D.W. Griffith n'est pas un cinéaste qu'on peut prendre à la légère, pour des raisons idéologiques, pour l'histoire du cinéma ou pour le lien entre cinéma et société. Griffith est un élément très important dans l'histoire du cinéma et des Etats-Unis. Malgré ses errements moraux, religieux et sociaux, son incapacité à prendre le train du progrès de l'économie du cinéma, il a su créer une grammaire technique et narrative tout au long de ses centaines de films, courts et longs.
Forcément "Birth of a nation" est sans doute sa plus grande oeuvre, parce qu'elle pose de très nombreuses questions sur le cinéma comme art et comme médium, parce qu'il s'agit d'un des premiers grands longs métrages et parce qu'il a marqué la carrière de cinéaste. "Intolérance" vise à faire taire les critiques ascerbes et sociales sur sa vision tronquée, bornée, simpliste, moralisatrice et mensongère de son film précédent. "Hey les mecs, moi je sais ce que c'est que la tolérance, hein ! Arrêtez de me faire la morale, bande d'intolérants ! - Heu, David, t'as quand même fait dire à ton film que les noirs étaient heureux d'être bien traités comme esclaves et que le KKK avait sauvé les Etats-Unis des révoltes des noirs...".
"Intolérance" c'est une espèce de fourre tout moralisateur s'appuyant sur quatre histoires traitées très différemment dans leur durée, dans leur traitement et dans ce qu'il veut leur faire dire. Il s'agit surtout de deux histoires : à Babylone au cinquième siècle avant J.C. avec des décors incroyables, des milliers de gens à l'écran, une impression de regarder une messe païenne dans des décors millénaires le tout au coeur d'une histoire un peu difficile à suivre ; et dans l'Amérique contemporaine où les bourgeois mettent en marche la roue du destin qui va faire entrer le malheur dans la vie d'une femme et de son aimé.

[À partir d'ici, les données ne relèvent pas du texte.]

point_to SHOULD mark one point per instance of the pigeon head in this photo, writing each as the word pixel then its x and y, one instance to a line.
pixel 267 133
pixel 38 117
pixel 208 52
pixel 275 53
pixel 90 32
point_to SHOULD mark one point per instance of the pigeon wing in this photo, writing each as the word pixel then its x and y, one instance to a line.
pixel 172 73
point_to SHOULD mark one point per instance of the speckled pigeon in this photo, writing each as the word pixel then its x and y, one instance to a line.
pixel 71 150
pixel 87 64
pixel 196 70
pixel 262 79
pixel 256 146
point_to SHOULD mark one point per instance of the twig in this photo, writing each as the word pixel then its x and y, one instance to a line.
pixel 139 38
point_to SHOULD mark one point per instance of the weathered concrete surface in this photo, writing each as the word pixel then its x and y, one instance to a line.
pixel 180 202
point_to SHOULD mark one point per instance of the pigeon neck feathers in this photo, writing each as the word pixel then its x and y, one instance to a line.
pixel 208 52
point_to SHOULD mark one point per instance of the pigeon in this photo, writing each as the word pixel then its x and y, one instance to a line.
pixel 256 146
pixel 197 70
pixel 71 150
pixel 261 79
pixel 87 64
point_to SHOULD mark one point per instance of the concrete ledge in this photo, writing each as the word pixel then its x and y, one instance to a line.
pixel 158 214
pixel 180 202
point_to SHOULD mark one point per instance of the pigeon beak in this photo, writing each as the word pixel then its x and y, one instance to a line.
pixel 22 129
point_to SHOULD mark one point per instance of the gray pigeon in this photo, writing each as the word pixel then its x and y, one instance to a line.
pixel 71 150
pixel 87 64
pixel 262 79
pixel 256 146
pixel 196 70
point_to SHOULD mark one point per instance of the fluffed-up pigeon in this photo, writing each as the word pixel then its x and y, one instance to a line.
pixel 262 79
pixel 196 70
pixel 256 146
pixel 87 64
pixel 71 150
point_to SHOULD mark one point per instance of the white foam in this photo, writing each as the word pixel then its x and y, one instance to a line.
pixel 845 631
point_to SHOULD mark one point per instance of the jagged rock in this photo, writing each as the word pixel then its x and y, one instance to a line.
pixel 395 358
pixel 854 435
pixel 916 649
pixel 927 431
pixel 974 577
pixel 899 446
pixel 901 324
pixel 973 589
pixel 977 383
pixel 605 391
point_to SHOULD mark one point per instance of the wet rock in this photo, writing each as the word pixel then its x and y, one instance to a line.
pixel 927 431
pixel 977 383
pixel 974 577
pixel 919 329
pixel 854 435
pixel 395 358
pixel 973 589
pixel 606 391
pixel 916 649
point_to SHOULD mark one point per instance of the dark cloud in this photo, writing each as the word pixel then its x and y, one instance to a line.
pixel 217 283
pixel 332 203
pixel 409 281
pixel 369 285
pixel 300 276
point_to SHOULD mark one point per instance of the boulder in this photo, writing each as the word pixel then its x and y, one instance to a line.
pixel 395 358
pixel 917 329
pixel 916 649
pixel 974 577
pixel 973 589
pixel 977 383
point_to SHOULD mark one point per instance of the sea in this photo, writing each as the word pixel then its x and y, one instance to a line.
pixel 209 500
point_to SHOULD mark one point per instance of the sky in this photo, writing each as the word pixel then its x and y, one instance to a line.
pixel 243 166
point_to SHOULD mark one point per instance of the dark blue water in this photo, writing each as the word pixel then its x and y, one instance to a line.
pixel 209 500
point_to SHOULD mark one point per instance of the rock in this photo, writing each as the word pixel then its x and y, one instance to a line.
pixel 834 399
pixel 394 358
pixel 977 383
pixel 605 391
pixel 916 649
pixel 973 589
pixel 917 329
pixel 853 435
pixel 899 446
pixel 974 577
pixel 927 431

Griffith a également voulu traiter la nuit de la Saint Barthélémy et la mort de Jésus de Nazareth en les expédiant vite fait, parce que bon, tu vois les décors, putain, ils ont couté quand même super cher ! Et ça sent un peu ça "Intolérance". Comme si en nommant son film de la sorte, Griffith s'était protégé derrière un mur enfantin du genre "c'est celui qui dit qui est" qui lui prête la possibilité de raconter ce qu'il veut sans pouvoir être critiqué pour la morale primaire de son film. Sauf qu'au bout de cent ans, on peut se permettre d'écrire qu'il raconte quand même un peu n'importe quoi.
Alors oui, c'est absolument inimaginable tant qu'on ne l'a pas vu, le décor étant d'une ampleur jamais atteinte. Mais la narration est trop enfantine et simpliste pour n'être autre chose que la grosse morale amércaine d'un riche WASP du début du siècle. Perdu entre son génie pour raconter des sentiments, pour présenter l'intimisme de la vie des gens du commun et son discours emprunt d'une réalité sociale tronquée, on assiste aux débuts d'un cinéma qui avait encore beaucoup de choses à apprendre.
En tout cas il s'agit d'un monument que tous les cinéphiles se doivent de regarder au moins une fois, déjà parce qu'il est en accès libre légalement et gratuitement sur internet, et parce qu'il permet de voir de quoi est parti cet art.